When Leeds United takes on champions Liverpool on Saturday’s lung opener of the 2020-21 English Premier League season, it’ll surely bring back a lot of fond memories for both its fans and the neutrals. Leeds is retuning to English football’s top flight after 16 years.

It crashed out of the Premier League in 2004 after reaching the Champion’s League semis barely three years before that. The fall was so precipitous and it went down to the third tier of English football in 2007. But the club has found some stability after Italian businessman Andrea Radrizzani bought the club in 2017. The game-changer, however, was the appointment of the maverick coach Marcelo Bielsa, whose tactical nous and hard training drills ensured promotion this year.

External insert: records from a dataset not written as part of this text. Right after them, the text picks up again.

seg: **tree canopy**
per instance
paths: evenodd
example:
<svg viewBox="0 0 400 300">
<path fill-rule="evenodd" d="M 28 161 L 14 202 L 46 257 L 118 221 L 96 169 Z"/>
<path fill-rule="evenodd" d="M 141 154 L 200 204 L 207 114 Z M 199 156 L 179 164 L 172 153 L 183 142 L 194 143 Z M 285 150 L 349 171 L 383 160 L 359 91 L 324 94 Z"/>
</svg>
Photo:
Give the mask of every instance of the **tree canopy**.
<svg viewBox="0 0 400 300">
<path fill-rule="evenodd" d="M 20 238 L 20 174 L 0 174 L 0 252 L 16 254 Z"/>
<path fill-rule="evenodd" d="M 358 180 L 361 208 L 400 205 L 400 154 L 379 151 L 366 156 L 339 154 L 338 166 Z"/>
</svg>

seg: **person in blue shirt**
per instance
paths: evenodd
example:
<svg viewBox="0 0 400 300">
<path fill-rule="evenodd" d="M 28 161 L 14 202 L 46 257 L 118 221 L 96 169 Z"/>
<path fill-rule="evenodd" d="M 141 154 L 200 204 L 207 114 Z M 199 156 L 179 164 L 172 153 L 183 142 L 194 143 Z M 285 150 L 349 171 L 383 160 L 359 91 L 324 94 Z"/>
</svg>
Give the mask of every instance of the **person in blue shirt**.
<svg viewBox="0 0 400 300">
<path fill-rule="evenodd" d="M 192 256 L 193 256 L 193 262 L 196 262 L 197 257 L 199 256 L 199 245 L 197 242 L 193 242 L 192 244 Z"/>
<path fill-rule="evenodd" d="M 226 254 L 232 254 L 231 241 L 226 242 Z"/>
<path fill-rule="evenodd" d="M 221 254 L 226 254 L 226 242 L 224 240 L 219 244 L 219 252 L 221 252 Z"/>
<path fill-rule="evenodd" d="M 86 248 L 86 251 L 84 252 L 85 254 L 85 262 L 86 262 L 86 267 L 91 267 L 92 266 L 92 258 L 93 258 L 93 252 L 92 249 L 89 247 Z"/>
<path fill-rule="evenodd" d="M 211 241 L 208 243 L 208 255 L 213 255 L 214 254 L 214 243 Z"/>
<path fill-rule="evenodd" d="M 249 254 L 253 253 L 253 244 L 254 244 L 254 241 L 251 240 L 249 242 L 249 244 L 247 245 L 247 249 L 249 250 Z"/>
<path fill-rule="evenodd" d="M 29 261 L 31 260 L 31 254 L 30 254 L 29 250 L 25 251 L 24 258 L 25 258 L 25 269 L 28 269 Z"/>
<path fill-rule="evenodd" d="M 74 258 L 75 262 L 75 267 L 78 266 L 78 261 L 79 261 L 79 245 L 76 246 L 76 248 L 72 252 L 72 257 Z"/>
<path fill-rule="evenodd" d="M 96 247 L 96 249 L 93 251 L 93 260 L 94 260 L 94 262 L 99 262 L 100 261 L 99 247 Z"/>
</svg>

Leeds United is one of the major English clubs with a huge legacy and a dedicated fan following. Its most successful spell came in the late 1960s and early ‘70s when it won two league titles and reached the finals of the European Cup in 1975 under the legendary coach Don Revie and captain Billy Bremner. It was also the first club to win the title when the English Premier League was started in the 1991-92 season. The club was riding high in the late 1990s and early noughties, when it reached the Champion’s League semi-finals in 2001 with a talented bunch of players that included Harry Kewell, Jonathan Woodgate, Rio Ferdinand, Alan Smith and Lee Bowyer. But its profligate ways in the transfer market led to huge debt and bankruptcy and then came the dreaded relegation in 2004.

Caution on spending will be the byword for the club in its first season. Owner Radrizzani said in a recent interview that the club wants to just stay in the top flight for the next two seasons and then try and break in to the top half. Come Saturday, Bielsa will match his wits with Liverpool’s Juergen Klopp, Manchester City’s Pep Guardiola and Tottenham’s Jose Mourinho. For football fans it can’t get more ‘mouth watering’ than this.